The poet utilizes music (albeit a quiet sort) throughout Sorrow Arrow and it reveals a meticulous artist whose faith in revision is obvious. While by no means formal in a traditional sense, her lines do have a sort of bunched up metrical cadence, especially in the center of her lines, but for the most part she's proficient at isolating and tickling (did I just use that word?) sound into utterance. This achievement of subtlety - when so much of the book is brutal and frank - not only reflects a poet at the height of her craft, but provides a sneaky way Frey humanizes her entire project. By gently calling attention to the poem's making, she allows the reader a moment to look beyond her relentlessly detached persona on the page and glimpse the poet as simply an artist at work. But sometimes her rhymes are less than subtle and they nakedly land at the end of lines, temporarily exposing her more than she's used to:

Tiny computers are breaking into the clouds

Arrows are raining down

In the line for breakfast I fuck the ground

I get inside the mailbox and bang around

Information equals empathy erosion

The more you know 

Sorrow Arrow is one of the most heartbreaking books I've read in recent memory. The poems seem the result of a poet who's realized that all the work they've put into establishing themselves as a unique creature in nature has only brought them closer to death. It's why the illusory shell of childhood figures so largely in the book and why she references that life-stage as "tiny", why she tells her sister in another poem "I'm sorry for the childhood we had to leave" and in her trademark humor claims "I want to sit facing you and fall backwards off your lap" and "I got so sad I remembered being high in high school".
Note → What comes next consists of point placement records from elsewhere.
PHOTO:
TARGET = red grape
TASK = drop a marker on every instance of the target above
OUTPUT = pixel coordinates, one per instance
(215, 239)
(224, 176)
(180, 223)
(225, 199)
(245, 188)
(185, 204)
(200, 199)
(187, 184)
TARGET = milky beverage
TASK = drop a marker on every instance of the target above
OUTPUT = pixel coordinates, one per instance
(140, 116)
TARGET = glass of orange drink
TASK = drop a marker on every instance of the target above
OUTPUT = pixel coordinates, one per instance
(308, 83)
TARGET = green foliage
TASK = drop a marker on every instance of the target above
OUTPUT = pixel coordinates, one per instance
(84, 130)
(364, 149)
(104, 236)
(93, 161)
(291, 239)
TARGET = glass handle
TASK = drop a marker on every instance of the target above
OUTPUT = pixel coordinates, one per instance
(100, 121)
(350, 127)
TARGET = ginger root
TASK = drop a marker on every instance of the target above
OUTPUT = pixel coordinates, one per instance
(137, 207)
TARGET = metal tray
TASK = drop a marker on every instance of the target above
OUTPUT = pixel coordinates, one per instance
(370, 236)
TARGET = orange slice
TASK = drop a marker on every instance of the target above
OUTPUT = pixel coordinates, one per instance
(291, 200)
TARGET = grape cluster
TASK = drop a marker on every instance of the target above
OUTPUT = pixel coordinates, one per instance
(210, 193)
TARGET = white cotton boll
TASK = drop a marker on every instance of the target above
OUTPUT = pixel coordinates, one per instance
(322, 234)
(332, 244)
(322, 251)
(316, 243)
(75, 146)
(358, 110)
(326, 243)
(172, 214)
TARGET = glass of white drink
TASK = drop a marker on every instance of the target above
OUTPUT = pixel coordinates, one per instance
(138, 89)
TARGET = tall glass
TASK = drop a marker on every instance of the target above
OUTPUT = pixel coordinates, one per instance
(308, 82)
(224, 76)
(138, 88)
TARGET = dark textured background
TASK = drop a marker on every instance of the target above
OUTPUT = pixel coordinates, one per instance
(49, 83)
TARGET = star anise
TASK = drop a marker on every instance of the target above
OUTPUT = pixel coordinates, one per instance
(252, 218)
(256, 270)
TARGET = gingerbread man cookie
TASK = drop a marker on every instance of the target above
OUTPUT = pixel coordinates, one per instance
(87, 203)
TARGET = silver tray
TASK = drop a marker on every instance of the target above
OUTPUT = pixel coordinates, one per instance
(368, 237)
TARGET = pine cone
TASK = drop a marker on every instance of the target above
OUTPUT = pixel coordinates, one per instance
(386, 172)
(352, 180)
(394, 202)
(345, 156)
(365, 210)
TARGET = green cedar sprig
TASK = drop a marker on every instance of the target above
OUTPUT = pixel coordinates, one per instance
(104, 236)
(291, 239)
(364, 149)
In the first poem of the book, she writes "at the center of suffering is love" and of course she is right. And near the end of the book she admits that "love makes me permeable/the softest hurricane", a devastating moment of submission for a speaker that otherwise seems intent on using her art to dominate. But isn't sorrow being spooked by the realization that we are designed to attach ourselves to others but all the while designed to decay; to lose everything? 

Our bodies - full of weird holes that beckon to be filled but also designed to expel, our dumb pumping heart and voltage minds, and the resident waste in our gut and elswhere - is always vying to corrupt such life-affirming equipment as sex and intimacy and speech. It's no wonder the poet deletes any romantic pretense when she depicts separated lovers this way: "People are driving long distances to have sex with each other". It's no wonder that the poet says "In bed I stick my hand in and scream" and "In bed is where I realize people are dead". And it is no wonder that when Frey writes "If you're in love you have structure" that she later confesses "I give grief to the same structures on a daily basis". Whether family or lovers or friends, we are mostly defined and nourished by our relationships, and yet those relationships are programmed to expire and always too soon. It's why she writes "We want not to suffer/We suffer for this want". 

Near the end of Sorrow Arrow, the poet writes "Who are we to stand in the path of God" and it's a good question. Frey's book is a fusion of humility and bravado, as seen in the book's final moments, when she writes 

It hurts to be born

God are you there

Are you standing in the shadow of my sorrow


In Sorrow Arrow we meet a speaker responding as honestly as she can to the life unchosen. For the most fundamental thing about us - our existence - we were not consulted. It's why babies are baptized in Christianity, a sort of apology bath, and maybe it's why the speaker "makes a baby and shoot[s] it with a sorrow arrow". Frey is both ruthless and tender and the combination feels true and good.  Sorrow Arrow is one of the most confrontational books of poems I've read this year and easily one of the best. This wasn't an easy position to arrive at and for that I respect the poet even more.